The Perks Of Being a Wallflower by Stephen Chbosky

There are books you want to tell everyone about, stories you want everyone to read, those books where the voice is so powerful it haunts you long after the last page is turned and the book is closed. This is one of them.

I listened to this book. I now want to get my own copy to read. I might even rent the movie.

It isn't often that I am blown away by voice in writing, but I think I gushed about it at least 5 times during this book. I suspect that Johnny Heller's narration accentuated this. No matter, Stephen Chbosky has created an unforgettable character.

Charlie narrates his story through letters to an anonymous reader. He will burrow his way inside your psyche. While he was in mine I revisited my own coming of age 30 years before his time. I contemplated my children's experiences of this process since they grew up in Charlie's era.

Charlie is a complicated contradiction. There is something about him that makes him different from his peers. It's not just that he is brilliant, although genius poses its own social problems for kids. He has serious mental health issues, but it's more than this. I wondered if he was on the autism spectrum. Ultimately Charlie is outsider and insider at the same time.

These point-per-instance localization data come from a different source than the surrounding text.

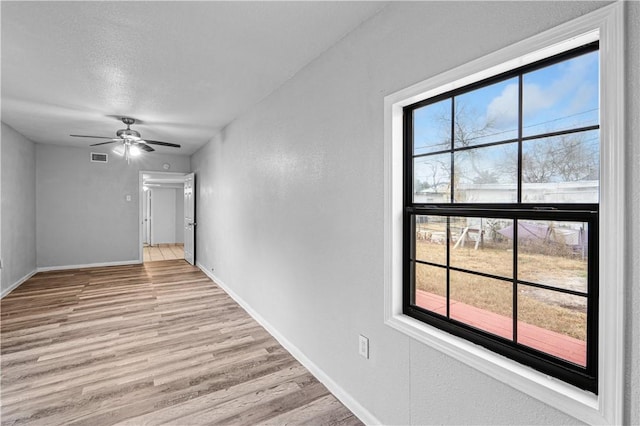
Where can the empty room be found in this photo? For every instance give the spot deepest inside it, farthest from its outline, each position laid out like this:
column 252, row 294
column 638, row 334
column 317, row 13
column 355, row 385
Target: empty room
column 320, row 212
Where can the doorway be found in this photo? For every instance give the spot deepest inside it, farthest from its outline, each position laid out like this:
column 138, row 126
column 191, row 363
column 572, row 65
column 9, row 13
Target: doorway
column 161, row 216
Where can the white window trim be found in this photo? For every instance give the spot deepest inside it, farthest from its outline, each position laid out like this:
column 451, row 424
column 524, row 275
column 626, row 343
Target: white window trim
column 607, row 25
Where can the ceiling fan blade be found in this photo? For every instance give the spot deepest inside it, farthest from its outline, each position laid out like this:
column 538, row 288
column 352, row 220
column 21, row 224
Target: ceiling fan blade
column 104, row 143
column 175, row 145
column 145, row 147
column 86, row 136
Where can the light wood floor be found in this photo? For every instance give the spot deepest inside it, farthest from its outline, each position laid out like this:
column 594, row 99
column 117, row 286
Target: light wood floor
column 163, row 252
column 147, row 344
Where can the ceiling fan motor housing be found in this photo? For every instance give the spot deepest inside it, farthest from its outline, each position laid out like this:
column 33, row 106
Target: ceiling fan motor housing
column 128, row 133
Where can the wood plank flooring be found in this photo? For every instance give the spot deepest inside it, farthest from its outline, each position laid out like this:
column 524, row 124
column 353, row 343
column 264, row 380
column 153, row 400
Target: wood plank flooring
column 163, row 252
column 157, row 343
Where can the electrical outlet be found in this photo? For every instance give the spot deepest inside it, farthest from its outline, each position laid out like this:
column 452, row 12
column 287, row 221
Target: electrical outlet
column 363, row 346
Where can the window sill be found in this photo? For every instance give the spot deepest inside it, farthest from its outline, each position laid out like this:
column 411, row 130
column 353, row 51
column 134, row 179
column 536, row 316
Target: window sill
column 569, row 399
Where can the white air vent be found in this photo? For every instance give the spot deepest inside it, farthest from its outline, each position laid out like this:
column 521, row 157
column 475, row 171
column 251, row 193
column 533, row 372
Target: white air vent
column 98, row 157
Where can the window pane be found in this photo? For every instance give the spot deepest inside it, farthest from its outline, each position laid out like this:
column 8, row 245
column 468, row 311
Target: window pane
column 487, row 175
column 431, row 239
column 431, row 288
column 488, row 114
column 432, row 128
column 553, row 322
column 477, row 245
column 432, row 177
column 561, row 169
column 561, row 96
column 553, row 253
column 481, row 302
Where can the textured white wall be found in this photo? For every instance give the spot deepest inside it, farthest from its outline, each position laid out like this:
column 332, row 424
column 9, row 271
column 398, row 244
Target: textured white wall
column 290, row 209
column 82, row 214
column 18, row 221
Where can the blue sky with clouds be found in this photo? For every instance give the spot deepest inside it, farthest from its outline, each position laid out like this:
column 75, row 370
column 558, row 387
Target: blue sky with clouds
column 556, row 97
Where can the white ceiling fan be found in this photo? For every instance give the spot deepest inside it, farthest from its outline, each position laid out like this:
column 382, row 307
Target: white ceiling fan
column 131, row 142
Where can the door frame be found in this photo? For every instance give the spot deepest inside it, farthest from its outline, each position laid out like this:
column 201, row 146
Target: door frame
column 141, row 173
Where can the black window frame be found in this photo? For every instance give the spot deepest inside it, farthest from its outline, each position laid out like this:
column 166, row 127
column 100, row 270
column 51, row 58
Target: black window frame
column 582, row 377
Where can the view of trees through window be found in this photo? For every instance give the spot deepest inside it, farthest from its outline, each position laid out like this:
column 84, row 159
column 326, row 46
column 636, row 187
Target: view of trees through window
column 504, row 192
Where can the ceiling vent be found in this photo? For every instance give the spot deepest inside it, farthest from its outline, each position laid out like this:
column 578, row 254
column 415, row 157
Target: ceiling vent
column 99, row 157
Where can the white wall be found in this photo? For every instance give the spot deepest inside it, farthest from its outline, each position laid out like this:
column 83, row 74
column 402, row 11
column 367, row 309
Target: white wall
column 163, row 215
column 290, row 210
column 18, row 220
column 82, row 215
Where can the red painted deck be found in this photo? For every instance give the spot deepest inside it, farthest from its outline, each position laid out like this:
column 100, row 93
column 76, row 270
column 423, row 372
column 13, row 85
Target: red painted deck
column 556, row 344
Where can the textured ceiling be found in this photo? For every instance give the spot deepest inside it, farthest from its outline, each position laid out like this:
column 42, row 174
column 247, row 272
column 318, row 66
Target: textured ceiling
column 184, row 69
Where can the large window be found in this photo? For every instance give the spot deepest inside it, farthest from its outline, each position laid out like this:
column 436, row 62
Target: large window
column 501, row 206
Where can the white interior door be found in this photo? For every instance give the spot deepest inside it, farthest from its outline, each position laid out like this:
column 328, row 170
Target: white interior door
column 189, row 218
column 146, row 217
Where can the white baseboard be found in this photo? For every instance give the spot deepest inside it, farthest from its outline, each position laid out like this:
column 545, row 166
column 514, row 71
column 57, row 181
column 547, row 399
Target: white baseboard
column 88, row 265
column 356, row 408
column 17, row 283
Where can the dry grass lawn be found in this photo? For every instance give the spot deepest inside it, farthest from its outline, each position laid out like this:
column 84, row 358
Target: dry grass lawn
column 561, row 313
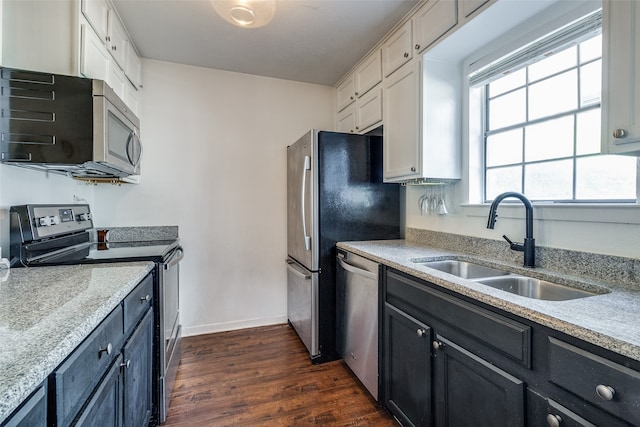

He is more than a character in a book. Charlie is me, you, all of us. These letters are written to us. Right off the bat he lets the reader know that he has high expectations of us because we "listen and understand and didn't try to sleep with that person at that party even though you could have."

If I get this book for our library it will have to go on the grade seven shelf. I'm not sure if they will be ready for it, but it is most assuredly a book I would recommend they read sometime in their high school years.

I loved Charlie. I want to know that he grew up to become a truly fine man. I really do.